The future has certainly arrived and we now need to act to avert catastrophe. Last week the UN announced that last year’s GHG emissions were the highest ever. Much good work has been done, but as the climate crisis protestors remind us, it’s not enough. Standing on the threshold of a new decade we know more needs to be done and a significant majority of Australians are supportive of meaningful action to support the UN’s global efforts. The UN says we need to reduce emissions by 7.6% each year over these next ten years as part of a transition to net zero GHG emissions by 2050. That is what’s required to defuse the climate crisis. So, if we want to engage with the worldwide challenge and protect the society we love, that should be our goal.

To achieve this goal we need to engage two key elements that have been largely missing from this issue. We need businesses to commit to net zero transition plans and we need investors and the community at large to hold them accountable in a collaborative way that provides permission and support for them to implement change.

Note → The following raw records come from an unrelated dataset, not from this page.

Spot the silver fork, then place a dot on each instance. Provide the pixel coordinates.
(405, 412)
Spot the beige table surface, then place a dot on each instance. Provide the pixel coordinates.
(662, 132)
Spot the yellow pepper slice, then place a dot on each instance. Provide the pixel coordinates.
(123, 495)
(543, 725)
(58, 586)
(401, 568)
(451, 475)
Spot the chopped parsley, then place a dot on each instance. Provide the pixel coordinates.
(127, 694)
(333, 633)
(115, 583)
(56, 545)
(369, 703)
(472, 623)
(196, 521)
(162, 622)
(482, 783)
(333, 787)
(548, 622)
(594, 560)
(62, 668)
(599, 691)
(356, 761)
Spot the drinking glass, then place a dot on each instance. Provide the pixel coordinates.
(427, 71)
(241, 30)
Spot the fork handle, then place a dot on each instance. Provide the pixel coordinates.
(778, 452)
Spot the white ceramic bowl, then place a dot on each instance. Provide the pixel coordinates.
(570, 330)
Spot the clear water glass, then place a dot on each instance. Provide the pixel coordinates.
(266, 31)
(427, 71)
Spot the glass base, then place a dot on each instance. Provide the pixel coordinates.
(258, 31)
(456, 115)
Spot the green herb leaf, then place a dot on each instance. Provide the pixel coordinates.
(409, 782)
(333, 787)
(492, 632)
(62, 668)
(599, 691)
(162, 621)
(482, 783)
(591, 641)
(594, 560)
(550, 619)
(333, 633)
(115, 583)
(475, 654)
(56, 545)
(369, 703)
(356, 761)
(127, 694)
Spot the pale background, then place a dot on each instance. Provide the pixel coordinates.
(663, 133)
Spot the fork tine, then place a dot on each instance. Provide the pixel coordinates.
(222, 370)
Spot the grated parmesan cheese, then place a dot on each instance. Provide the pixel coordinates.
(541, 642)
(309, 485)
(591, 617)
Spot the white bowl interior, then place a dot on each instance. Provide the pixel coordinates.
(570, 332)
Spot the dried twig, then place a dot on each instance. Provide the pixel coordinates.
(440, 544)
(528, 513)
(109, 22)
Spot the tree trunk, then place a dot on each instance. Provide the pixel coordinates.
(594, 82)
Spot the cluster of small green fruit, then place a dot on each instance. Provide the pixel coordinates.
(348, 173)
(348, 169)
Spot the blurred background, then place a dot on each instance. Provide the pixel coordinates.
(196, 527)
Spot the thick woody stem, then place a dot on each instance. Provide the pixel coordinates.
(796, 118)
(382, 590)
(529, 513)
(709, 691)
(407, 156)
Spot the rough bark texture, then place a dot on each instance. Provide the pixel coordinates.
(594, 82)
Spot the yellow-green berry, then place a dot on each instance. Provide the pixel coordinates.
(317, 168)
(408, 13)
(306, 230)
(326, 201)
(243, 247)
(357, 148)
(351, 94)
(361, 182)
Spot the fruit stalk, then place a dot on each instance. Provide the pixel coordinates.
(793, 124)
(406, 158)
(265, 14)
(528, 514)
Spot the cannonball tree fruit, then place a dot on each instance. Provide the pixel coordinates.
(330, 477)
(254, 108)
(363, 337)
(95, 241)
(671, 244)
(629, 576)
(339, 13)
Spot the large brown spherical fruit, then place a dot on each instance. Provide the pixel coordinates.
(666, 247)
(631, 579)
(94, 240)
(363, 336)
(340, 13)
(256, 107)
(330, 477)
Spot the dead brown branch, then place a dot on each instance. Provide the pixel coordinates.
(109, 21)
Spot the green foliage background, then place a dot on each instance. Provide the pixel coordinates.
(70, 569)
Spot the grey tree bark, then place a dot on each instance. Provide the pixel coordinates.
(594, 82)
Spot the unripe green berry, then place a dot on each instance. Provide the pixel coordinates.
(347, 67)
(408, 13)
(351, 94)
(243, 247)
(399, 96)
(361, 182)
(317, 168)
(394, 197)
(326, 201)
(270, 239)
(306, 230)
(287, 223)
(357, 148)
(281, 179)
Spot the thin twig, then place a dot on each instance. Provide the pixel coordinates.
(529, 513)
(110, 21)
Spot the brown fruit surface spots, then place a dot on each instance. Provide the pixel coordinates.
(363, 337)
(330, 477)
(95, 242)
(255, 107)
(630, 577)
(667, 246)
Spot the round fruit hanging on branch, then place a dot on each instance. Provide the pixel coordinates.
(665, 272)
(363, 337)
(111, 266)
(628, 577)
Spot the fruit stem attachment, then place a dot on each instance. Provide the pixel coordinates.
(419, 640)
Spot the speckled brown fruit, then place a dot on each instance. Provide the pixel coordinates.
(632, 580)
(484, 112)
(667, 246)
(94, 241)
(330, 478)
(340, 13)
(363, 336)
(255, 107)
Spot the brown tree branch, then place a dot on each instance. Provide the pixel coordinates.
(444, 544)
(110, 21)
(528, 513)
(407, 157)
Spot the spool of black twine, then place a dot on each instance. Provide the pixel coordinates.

Businesses are a fundamental part of the Australian way of life that is enjoyed by most citizens. Large companies in particular provide many of the goods and services that people want to maintain their lifestyles. Further, they employ large numbers of people and underpin the security of most citizens’ superannuation savings investments. Large companies also have a wealth of talented employees, sophisticated systems and the financial resources to transform their businesses to net zero.

If leading Australian companies (those in the ASX300) commit to net zero emissions, the Australian economy will be transformed bringing greater health and wealth for society. Indeed, for all the protesting, blaming and shaming and boycotting of companies that has occurred in society in the last decade, there has been no net reduction in GHG emissions. The only way we can achieve the change the UN goals require in this new decade will be by working together with large companies and harnessing their strengths.

 This change is now urgent, but can it happen? It certainly can, but it will need strong signals from investors that they want to see this change, as well as from the customers for their products and services and the employees who work within their doors. Investors have shown increasing support for companies to adopt a greater ethical approach to business, yet to date, for all the ESG and other social reporting, no meaningful response to the climate crisis has occurred. This now needs to be front and centre of companies’ social contract with society.

Respect for companies is at a low ebb and their social licence is being called into question. As a result they are keen to play a part in responding to the biggest challenge that society has ever faced. The climate crisis is now clearly understood to dominate the future for the whole of society, accelerating species extinction and with the potential to threaten the very survival of the human race. Companies are run by people who are as equally threatened as their customers, investors and fellow community citizens by this frightening prospect. It is in all our interests to make this happen and no company should be exempt. If Alan Joyce can commit Qantas to a net zero emissions future as he did last month then so can every company.